Хозяин это скоро приметил и велел ему вместе с другими работниками также ловить рыбу, во время ловли оставляя овец на двух служанок. Эйнар согласился при том условии, что за эту дополнительную работу Глум ему будет платить, ведь во время найма о ней не договаривались. Глум нехотя согласился, но деньги обещал заплатить на Йоль, а когда Йоль наступил, сказал, что заплатит летом, на праздник Бальдра Светлого. Глум был человеком прижимистым.

Эйнар, однако, не возражал. Он быстро научился ловить сельдь, а потом оставил других рыболовов и стал рыбачить в одиночку. Он придумал рыть глубокие ямы там, где суша и море встречались, и когда море отступало, в этих ямах задерживался палтус и некоторые другие рыбы. Скоро Эйнар один ловил не меньше рыбы, чем Глумовы слуги на лодке с сетями.

Эйнар был умелым работником, и у него всегда оставалось много свободного времени. Он его тратил на то, что наблюдал за птицами и за рыбами. Он ведь, как мы помним, с малых лет научился плавать и нырять в морской воде. Он подружился с одним осьминогом, и они чуть ли не каждый день встречались под водой; осьминог протягивал ему свои щупальца, а Эйнар гладил их рукой. У осьминога он учился прятаться и нападать из засады, а у чаек обучался дерзости, внезапности нападения, безжалостности, настойчивости и терпению. Так он сам потом рассказывал, когда вспоминал о своей жизни в Скагене.

XVII

Эйнар прожил у Глума без малого год, когда Глум после праздника Бальдра отправился на юг, а вернувшись, позвал Эйнара и имел с ним такую беседу наедине.

– Был я в Алебу на Лимфьорде, – сказал Глум. – Там прошлой весной совершены были убийство и кража коня. Человека, который это сделал, звали Храпп. Он был примерно твоего роста и возраста. Что ты мне скажешь?

– Скажу, что Храпп и Хрут – разные имена, – ответил Эйнар.

– Разные-то разные, – продолжал хозяин. – Но у того Храппа, как и у тебя, волосы были очень светлые, а на лице пробивалась черная щетина. Таких молодцов я что-то не встречал в округе. Что ты на это мне скажешь?

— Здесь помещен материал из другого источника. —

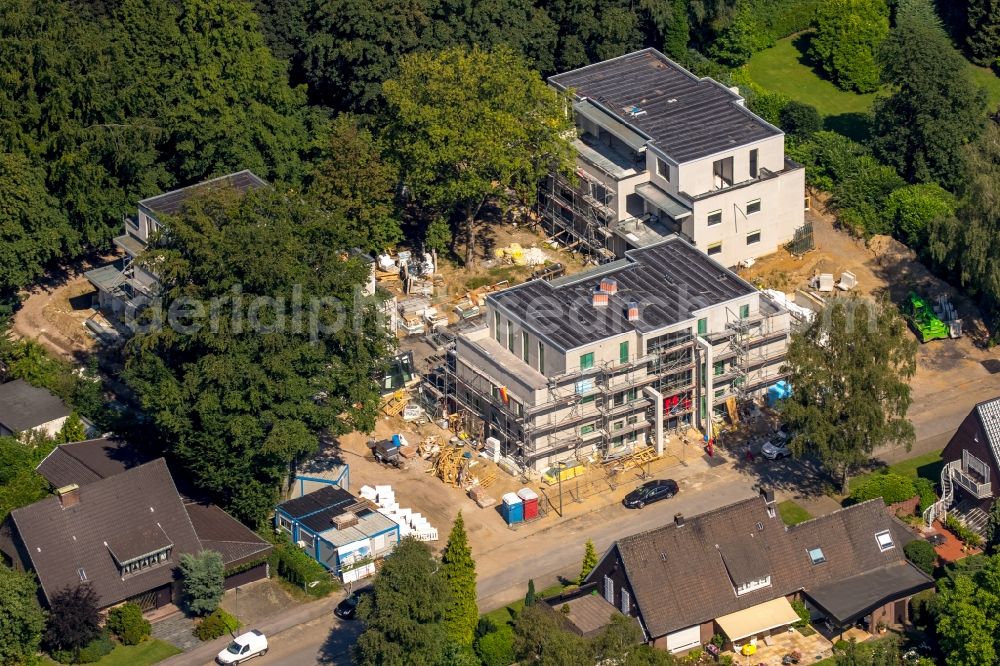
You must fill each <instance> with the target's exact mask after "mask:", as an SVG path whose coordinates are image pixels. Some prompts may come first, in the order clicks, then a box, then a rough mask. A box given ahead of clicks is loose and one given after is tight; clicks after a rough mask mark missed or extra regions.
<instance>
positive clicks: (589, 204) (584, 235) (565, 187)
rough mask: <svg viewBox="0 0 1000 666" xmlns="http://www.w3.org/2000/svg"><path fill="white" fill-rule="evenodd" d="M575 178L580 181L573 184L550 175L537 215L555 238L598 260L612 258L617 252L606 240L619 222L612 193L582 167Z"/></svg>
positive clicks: (568, 246)
mask: <svg viewBox="0 0 1000 666" xmlns="http://www.w3.org/2000/svg"><path fill="white" fill-rule="evenodd" d="M576 177H577V180H578V182H577V183H572V182H570V180H569V179H567V178H566V177H565V176H563V175H562V174H558V173H551V174H549V176H548V177H547V178H546V179H545V183H544V184H543V186H542V191H541V192H540V193H539V197H538V204H537V205H538V214H539V215H540V217H541V218H542V221H543V224H544V225H545V226H546V231H547V232H548V233H549V234H551V236H552V238H553V240H556V241H558V242H560V243H562V244H563V245H564V246H565V247H566V248H567V249H574V250H578V251H580V252H582V253H584V254H585V255H587V256H588V257H589V258H591V259H592V260H594V261H597V262H598V263H604V262H607V261H611V260H613V259H614V258H615V255H614V253H613V252H612V251H611V250H610V249H608V247H607V243H608V238H609V237H610V236H611V228H612V226H613V225H614V223H615V222H616V221H617V219H616V218H617V214H616V212H615V210H614V209H613V208H612V201H613V195H612V193H611V191H610V190H609V189H608V188H607V187H606V186H605V185H604V184H602V183H600V182H599V181H597V180H596V179H594V178H593V177H592V176H590V175H589V174H588V173H587V172H586V171H584V170H583V169H577V171H576Z"/></svg>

– Мало ли разноцветных, – усмехнулся Эйнар и добавил: – Если тебе не нравится, я сбрею усы и бороду.

– Мне не понравится, если эти люди из Алебу явятся сюда и обвинят меня в том, что я скрываю преступника. Они за твою поимку назначили хорошую цену, – сообщил Глум.

– Сколько?

– Десять марок серебром. Деньги немалые.

– Ты хочешь прогнать меня? – спросил Эйнар.

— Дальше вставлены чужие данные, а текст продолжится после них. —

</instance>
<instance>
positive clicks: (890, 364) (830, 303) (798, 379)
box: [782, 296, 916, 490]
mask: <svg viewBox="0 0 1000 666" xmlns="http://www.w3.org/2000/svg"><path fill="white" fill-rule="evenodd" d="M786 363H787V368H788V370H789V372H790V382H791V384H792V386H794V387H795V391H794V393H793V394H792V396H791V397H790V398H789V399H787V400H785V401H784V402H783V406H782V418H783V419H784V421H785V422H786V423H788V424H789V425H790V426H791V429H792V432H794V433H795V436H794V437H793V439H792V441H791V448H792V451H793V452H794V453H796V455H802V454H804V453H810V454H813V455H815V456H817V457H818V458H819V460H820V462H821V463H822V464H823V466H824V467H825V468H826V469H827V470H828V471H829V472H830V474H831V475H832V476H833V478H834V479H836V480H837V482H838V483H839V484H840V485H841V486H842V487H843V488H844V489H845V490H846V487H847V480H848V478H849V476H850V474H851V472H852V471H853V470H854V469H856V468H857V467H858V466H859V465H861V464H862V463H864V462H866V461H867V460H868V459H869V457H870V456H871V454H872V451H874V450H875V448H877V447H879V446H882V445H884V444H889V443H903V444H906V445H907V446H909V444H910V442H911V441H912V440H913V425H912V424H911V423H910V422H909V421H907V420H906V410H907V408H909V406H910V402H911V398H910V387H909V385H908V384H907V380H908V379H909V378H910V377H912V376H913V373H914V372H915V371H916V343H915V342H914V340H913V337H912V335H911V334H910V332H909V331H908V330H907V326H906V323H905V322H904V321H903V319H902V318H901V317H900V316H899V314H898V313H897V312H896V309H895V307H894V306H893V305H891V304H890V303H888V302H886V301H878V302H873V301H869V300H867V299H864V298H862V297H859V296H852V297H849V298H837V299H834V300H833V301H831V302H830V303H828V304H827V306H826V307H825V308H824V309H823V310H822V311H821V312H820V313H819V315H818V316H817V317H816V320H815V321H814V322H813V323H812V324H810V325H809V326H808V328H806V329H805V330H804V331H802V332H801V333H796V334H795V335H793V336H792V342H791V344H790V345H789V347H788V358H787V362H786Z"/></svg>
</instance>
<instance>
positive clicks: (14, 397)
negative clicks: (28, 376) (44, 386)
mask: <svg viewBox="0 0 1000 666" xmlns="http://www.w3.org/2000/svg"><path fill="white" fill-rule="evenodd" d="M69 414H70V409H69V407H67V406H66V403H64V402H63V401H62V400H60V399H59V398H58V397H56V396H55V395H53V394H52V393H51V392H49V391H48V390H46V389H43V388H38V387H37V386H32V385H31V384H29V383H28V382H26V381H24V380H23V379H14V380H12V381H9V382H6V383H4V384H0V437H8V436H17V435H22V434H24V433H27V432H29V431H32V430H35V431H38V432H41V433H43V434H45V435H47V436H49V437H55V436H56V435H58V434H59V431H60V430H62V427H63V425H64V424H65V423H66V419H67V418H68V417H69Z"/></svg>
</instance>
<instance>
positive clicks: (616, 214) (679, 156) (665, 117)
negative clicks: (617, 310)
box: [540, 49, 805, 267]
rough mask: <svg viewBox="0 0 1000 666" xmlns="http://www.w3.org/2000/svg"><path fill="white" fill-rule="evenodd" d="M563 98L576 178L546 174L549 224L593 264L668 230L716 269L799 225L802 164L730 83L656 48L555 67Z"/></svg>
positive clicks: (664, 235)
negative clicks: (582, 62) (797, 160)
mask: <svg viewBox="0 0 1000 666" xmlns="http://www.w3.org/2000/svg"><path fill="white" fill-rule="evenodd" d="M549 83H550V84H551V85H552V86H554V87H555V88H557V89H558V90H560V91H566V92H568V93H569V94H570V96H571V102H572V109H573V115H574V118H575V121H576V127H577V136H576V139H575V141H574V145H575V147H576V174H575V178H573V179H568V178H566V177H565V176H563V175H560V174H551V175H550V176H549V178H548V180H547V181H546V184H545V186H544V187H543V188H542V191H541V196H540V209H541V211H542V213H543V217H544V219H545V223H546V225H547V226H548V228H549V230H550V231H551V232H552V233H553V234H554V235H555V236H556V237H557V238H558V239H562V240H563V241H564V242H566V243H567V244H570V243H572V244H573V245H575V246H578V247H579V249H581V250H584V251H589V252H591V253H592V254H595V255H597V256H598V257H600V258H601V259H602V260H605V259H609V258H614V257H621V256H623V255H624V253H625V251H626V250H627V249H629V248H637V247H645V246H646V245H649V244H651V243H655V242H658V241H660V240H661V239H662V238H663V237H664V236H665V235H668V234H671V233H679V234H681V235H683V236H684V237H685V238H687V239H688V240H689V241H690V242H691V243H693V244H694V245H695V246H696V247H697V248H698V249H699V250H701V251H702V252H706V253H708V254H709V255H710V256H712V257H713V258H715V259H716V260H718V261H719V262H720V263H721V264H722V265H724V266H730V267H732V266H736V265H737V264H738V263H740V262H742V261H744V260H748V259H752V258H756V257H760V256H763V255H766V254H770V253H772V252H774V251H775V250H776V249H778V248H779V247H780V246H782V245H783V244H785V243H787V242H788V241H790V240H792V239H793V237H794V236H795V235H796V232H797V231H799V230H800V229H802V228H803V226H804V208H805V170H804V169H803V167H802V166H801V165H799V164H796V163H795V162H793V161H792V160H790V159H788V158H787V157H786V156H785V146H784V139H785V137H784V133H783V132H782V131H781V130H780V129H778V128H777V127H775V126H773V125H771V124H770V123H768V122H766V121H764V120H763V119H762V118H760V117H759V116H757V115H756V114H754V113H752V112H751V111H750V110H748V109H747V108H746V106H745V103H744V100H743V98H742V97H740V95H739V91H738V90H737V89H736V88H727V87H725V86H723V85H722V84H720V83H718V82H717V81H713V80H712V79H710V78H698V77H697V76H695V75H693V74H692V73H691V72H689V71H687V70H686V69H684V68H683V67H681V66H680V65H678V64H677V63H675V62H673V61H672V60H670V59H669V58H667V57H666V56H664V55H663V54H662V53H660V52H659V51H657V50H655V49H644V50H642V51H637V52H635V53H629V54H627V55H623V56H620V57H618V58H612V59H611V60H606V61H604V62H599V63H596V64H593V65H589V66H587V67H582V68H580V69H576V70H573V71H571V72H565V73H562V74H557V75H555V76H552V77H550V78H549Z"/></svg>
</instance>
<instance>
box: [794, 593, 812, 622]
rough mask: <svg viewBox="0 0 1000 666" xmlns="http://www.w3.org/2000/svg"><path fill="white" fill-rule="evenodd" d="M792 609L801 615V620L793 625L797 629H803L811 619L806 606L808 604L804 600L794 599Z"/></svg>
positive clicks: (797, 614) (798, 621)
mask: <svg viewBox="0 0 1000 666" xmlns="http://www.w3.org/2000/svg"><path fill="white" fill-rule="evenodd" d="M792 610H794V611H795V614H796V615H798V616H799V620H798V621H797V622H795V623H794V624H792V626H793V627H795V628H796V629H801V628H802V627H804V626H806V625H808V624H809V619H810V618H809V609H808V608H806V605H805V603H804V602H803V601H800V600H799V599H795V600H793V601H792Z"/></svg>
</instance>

– Я не бросаю людей в беде, – сказал Глум. – Но я хочу перезаключить с тобой договор. Я ведь сильно рискую, помогая тебе.

– Давай попробуем снова договориться, – отвечал Эйнар.

И они договорились о том, что Хрут, он же Эйнар, остается у Глума, но жить будет не в доме, а в корабельном сарае на берегу пролива. Глум также выставил условие, что он больше не будет платить Эйнару за дополнительную работу и деньги, которые он ему задолжал, тоже оставит себе в качестве платы за опасность, которой он себя подвергает. Пришлось Эйнару согласиться. Другого выхода он не нашел.

Осенью к этим условиям хозяин добавил новые. Эйнару было велено не только пасти овец, приносить хворост и ловить рыбу, но также собирать камни и дерн для строительства.

Потом добавилось новое занятие – жечь уголь и резать торф на топливо. Рабы и слуги стали за глаза называть Эйнара кто Уголь-Хрутом, а кто – Торф-Хрутом.

У Эйнара теперь не оставалось времени на отдых, ему приходилось трудиться с раннего утра до позднего вечера, а ночью кутаться в плащ в холодном корабельном сарае. Ревел Скагеррак, рычал ветер в кровле.

Прошла зима, наступила весна. Весна в Скагене очень холодная. И Глум однажды велел Эйнару по вечерам тереть ему спину возле огня.